Engineered Nanostructured Materials for Advanced Thermal Transport
Events | Mechanical Engineering
Engineered Nanostructured Materials for Advanced Thermal Transport
May 13, 2019
Speaker
Sheng Shen
Location
ESB 1001
Type
Seminar
In this talk, I will give three examples about utilizing specially engineered nanostructured materials to develop advanced thermal components. First, I will demonstrate a "super-solder" consisting of a heterogeneous copper-tin nanowire array that has polymer-like compliance with a shear modulus 2-3 orders of magnitude lower than traditional solders and can reduce thermal resistance by two times as compared with the state-of-the-art thermal interface materials. The super- solder also exhibits exceptional long-term reliability with >1,280 thermal cycles over a wide temperature range. Second, I will report an ultra-high-contrast and reversible nanoscale thermal switch based on the structural phase transition in crystalline polyethylene nanofibers, which enables a ~ 10X thermal switching ratio between the on-state (high) and the off-state (low) thermal conductance values. To the best of our knowledge, the observed high switching ratio exceeds by far any reported experimental values for solid-solid phase transition, solid-liquid phase transition and desiccation- hydration of materials. By fabricating a heterogeneous “irradiated-crystalline nanofiber junction” using an electron beam, we also demonstrated a high-performance solid-state nanoscale thermal diode with a rectification factor as high as ~ 54 %, which exceeds any existing solid-state nanoscale thermal diodes. Finally, I will present a general theoretical framework for designing prefect thermal infrared emitters at the nanoscale, which can have a superior emission power several orders of magnitude larger than blackbody radiation compared to their surface areas. By using these nanoscale thermal emitters as fundamental building blocks, we experimentally demonstrate a new type of macroscopic perfect and tunable thermal emitters. The novel perfect thermal emitters have important practical impacts in a variety of technologies, e.g., heat assisted magnetic recording, radiative cooling, thermal infrared imaging, and thermophotovoltaic energy conversion.

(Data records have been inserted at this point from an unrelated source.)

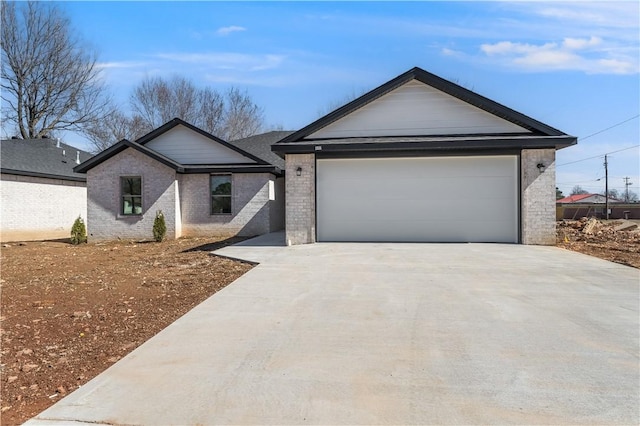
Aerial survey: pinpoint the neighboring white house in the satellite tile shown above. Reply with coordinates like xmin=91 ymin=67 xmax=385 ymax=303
xmin=75 ymin=118 xmax=284 ymax=241
xmin=273 ymin=68 xmax=576 ymax=244
xmin=0 ymin=139 xmax=91 ymax=242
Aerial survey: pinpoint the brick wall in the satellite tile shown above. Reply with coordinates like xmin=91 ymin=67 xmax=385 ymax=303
xmin=520 ymin=149 xmax=556 ymax=245
xmin=269 ymin=177 xmax=285 ymax=232
xmin=87 ymin=148 xmax=180 ymax=241
xmin=0 ymin=174 xmax=87 ymax=242
xmin=179 ymin=173 xmax=277 ymax=236
xmin=285 ymin=154 xmax=316 ymax=245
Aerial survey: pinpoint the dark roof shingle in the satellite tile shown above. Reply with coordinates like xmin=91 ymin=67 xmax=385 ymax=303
xmin=0 ymin=139 xmax=92 ymax=181
xmin=229 ymin=130 xmax=294 ymax=170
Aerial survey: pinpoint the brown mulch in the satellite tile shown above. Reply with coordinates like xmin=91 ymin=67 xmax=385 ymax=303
xmin=556 ymin=218 xmax=640 ymax=269
xmin=0 ymin=238 xmax=252 ymax=425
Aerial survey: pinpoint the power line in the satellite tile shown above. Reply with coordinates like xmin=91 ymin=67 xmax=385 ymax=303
xmin=578 ymin=114 xmax=640 ymax=141
xmin=556 ymin=145 xmax=640 ymax=167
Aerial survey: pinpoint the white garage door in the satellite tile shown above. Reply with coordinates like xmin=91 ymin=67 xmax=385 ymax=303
xmin=316 ymin=156 xmax=518 ymax=243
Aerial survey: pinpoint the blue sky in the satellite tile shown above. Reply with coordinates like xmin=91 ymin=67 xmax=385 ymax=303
xmin=41 ymin=1 xmax=640 ymax=194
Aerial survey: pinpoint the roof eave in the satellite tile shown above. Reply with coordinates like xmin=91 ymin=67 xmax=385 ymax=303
xmin=273 ymin=136 xmax=577 ymax=155
xmin=136 ymin=118 xmax=269 ymax=164
xmin=274 ymin=67 xmax=565 ymax=146
xmin=0 ymin=168 xmax=87 ymax=182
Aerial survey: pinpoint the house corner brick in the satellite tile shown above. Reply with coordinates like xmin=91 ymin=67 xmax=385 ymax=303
xmin=285 ymin=154 xmax=316 ymax=245
xmin=520 ymin=148 xmax=556 ymax=245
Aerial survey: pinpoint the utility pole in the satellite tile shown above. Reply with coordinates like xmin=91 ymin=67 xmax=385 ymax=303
xmin=604 ymin=154 xmax=609 ymax=220
xmin=622 ymin=177 xmax=633 ymax=203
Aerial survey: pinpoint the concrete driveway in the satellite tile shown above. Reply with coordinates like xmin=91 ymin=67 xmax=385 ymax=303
xmin=29 ymin=234 xmax=640 ymax=425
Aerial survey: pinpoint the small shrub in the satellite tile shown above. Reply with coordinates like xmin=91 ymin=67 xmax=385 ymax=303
xmin=71 ymin=216 xmax=87 ymax=244
xmin=153 ymin=210 xmax=167 ymax=242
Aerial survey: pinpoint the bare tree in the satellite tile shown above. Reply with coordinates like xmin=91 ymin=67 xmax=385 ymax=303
xmin=0 ymin=0 xmax=107 ymax=139
xmin=130 ymin=76 xmax=263 ymax=140
xmin=83 ymin=108 xmax=153 ymax=153
xmin=224 ymin=88 xmax=263 ymax=141
xmin=571 ymin=185 xmax=589 ymax=195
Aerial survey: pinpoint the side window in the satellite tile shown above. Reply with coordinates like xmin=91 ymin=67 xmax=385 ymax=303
xmin=120 ymin=176 xmax=142 ymax=215
xmin=211 ymin=175 xmax=231 ymax=214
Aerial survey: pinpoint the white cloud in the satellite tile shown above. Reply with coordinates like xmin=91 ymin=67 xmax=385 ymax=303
xmin=96 ymin=61 xmax=145 ymax=69
xmin=562 ymin=36 xmax=602 ymax=50
xmin=441 ymin=47 xmax=464 ymax=57
xmin=216 ymin=25 xmax=247 ymax=36
xmin=480 ymin=36 xmax=640 ymax=74
xmin=155 ymin=52 xmax=286 ymax=71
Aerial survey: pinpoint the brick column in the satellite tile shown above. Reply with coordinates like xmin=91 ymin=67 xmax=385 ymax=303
xmin=285 ymin=154 xmax=316 ymax=245
xmin=520 ymin=149 xmax=556 ymax=245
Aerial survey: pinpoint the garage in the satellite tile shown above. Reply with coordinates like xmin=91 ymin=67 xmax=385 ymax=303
xmin=316 ymin=155 xmax=519 ymax=243
xmin=271 ymin=67 xmax=577 ymax=245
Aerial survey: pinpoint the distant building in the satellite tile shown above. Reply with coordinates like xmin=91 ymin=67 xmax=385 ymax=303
xmin=556 ymin=194 xmax=624 ymax=204
xmin=0 ymin=139 xmax=91 ymax=242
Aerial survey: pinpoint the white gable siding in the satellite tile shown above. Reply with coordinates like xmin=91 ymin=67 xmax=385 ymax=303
xmin=308 ymin=80 xmax=530 ymax=139
xmin=145 ymin=125 xmax=255 ymax=164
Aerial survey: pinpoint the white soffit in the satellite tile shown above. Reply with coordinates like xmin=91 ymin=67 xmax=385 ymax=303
xmin=307 ymin=80 xmax=531 ymax=139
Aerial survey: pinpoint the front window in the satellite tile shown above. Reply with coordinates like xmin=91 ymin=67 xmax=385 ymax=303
xmin=211 ymin=175 xmax=231 ymax=214
xmin=120 ymin=176 xmax=142 ymax=215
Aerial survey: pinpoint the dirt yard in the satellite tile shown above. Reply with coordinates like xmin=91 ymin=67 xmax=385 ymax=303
xmin=0 ymin=225 xmax=640 ymax=425
xmin=0 ymin=238 xmax=252 ymax=425
xmin=557 ymin=218 xmax=640 ymax=269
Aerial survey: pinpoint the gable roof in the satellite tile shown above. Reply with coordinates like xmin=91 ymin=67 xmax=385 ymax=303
xmin=74 ymin=118 xmax=282 ymax=175
xmin=229 ymin=130 xmax=294 ymax=169
xmin=273 ymin=67 xmax=577 ymax=153
xmin=136 ymin=118 xmax=268 ymax=164
xmin=0 ymin=139 xmax=91 ymax=182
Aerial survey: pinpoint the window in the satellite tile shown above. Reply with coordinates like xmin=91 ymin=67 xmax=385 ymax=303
xmin=120 ymin=176 xmax=142 ymax=215
xmin=211 ymin=175 xmax=231 ymax=214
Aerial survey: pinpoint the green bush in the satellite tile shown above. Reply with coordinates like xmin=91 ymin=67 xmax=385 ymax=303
xmin=71 ymin=216 xmax=87 ymax=244
xmin=153 ymin=210 xmax=167 ymax=242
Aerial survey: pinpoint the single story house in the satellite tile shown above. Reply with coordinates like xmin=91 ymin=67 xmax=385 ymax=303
xmin=272 ymin=68 xmax=577 ymax=245
xmin=75 ymin=118 xmax=284 ymax=241
xmin=0 ymin=138 xmax=91 ymax=242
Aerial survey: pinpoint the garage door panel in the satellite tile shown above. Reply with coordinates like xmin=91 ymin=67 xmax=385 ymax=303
xmin=317 ymin=156 xmax=518 ymax=242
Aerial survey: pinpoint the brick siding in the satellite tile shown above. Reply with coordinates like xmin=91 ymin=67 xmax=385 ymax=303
xmin=179 ymin=173 xmax=283 ymax=237
xmin=520 ymin=149 xmax=556 ymax=245
xmin=87 ymin=148 xmax=180 ymax=241
xmin=0 ymin=173 xmax=87 ymax=242
xmin=285 ymin=154 xmax=316 ymax=245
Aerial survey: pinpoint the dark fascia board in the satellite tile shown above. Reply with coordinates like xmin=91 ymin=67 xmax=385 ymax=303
xmin=136 ymin=117 xmax=269 ymax=164
xmin=274 ymin=136 xmax=576 ymax=154
xmin=0 ymin=169 xmax=87 ymax=182
xmin=274 ymin=67 xmax=565 ymax=146
xmin=181 ymin=164 xmax=284 ymax=176
xmin=73 ymin=139 xmax=184 ymax=173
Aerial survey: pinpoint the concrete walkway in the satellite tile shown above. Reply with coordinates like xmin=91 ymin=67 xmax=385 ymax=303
xmin=28 ymin=234 xmax=640 ymax=425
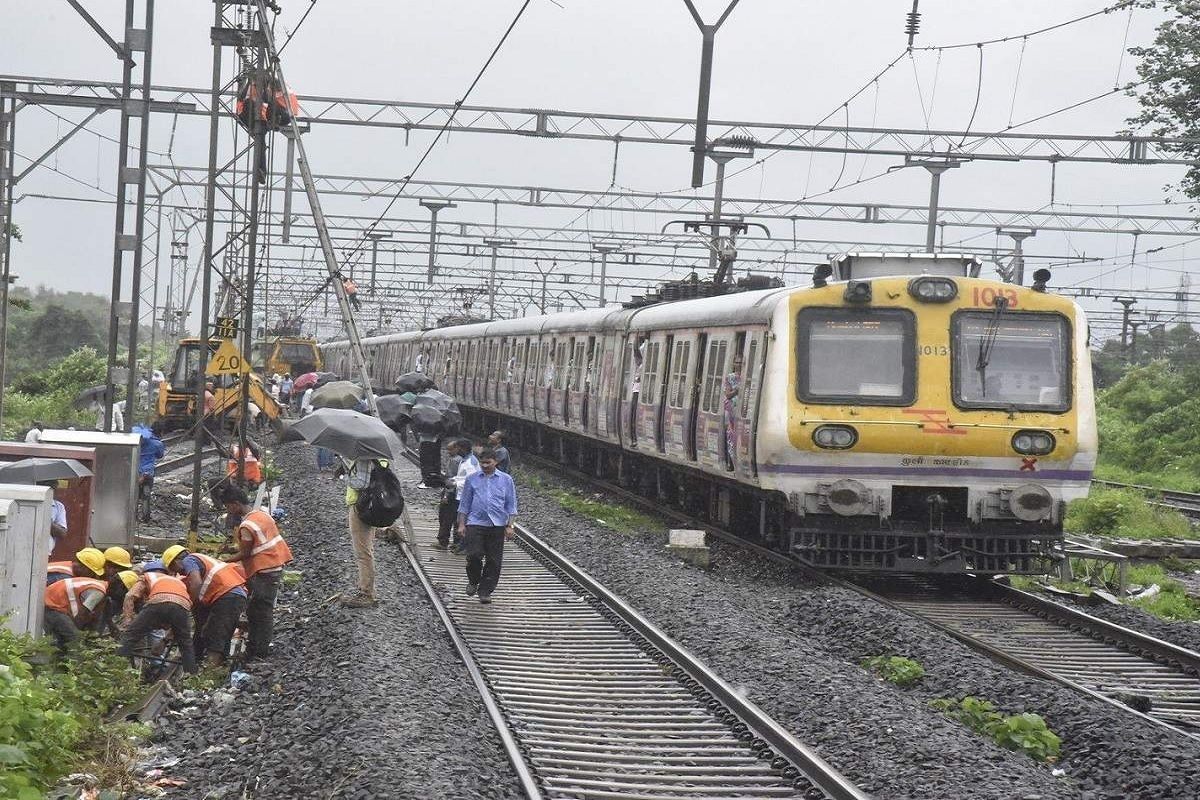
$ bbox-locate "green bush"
[930,696,1062,762]
[1063,489,1193,539]
[863,656,925,687]
[0,626,138,800]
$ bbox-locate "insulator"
[904,11,920,36]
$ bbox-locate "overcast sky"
[0,0,1200,338]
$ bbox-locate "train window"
[638,342,662,405]
[742,336,758,420]
[701,339,730,414]
[796,308,917,405]
[950,311,1070,411]
[667,342,691,408]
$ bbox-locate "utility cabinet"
[0,483,54,636]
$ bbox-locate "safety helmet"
[162,545,187,566]
[76,547,104,578]
[104,547,133,570]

Sheng Shen is currently Associate Professor at the Mechanical Engineering Department of Carnegie Mellon University (CMU). He received his PhD degree from the Mechanical Engineering Department, MIT, in 2010. Prior to joining CMU in 2011, he conducted his postdoctoral research at UC-Berkeley. His research interests include nanoscale heat transfer and energy conversion, nanophotonics, and their applications in energy conversion, thermal management, sensing, and multifunctional materials. Professor Shen is a recipient of NSF CAREER Award, DARPA Director's Fellowship, DARPA Young Faculty Award, and Elsevier/JQSRT Raymond Viskanta Award for Spectroscopy and Radiative Transfer. He also received the CMU Dean's Early Career Fellowship, the Philomathia Foundation Research Fellowship in Alternative Energy Research from UC-Berkeley, a Hewlett-Packard Best Paper Award from ASME Heat Transfer Division, and a Best Paper Award in Julius Springer Forum on Applied Physics.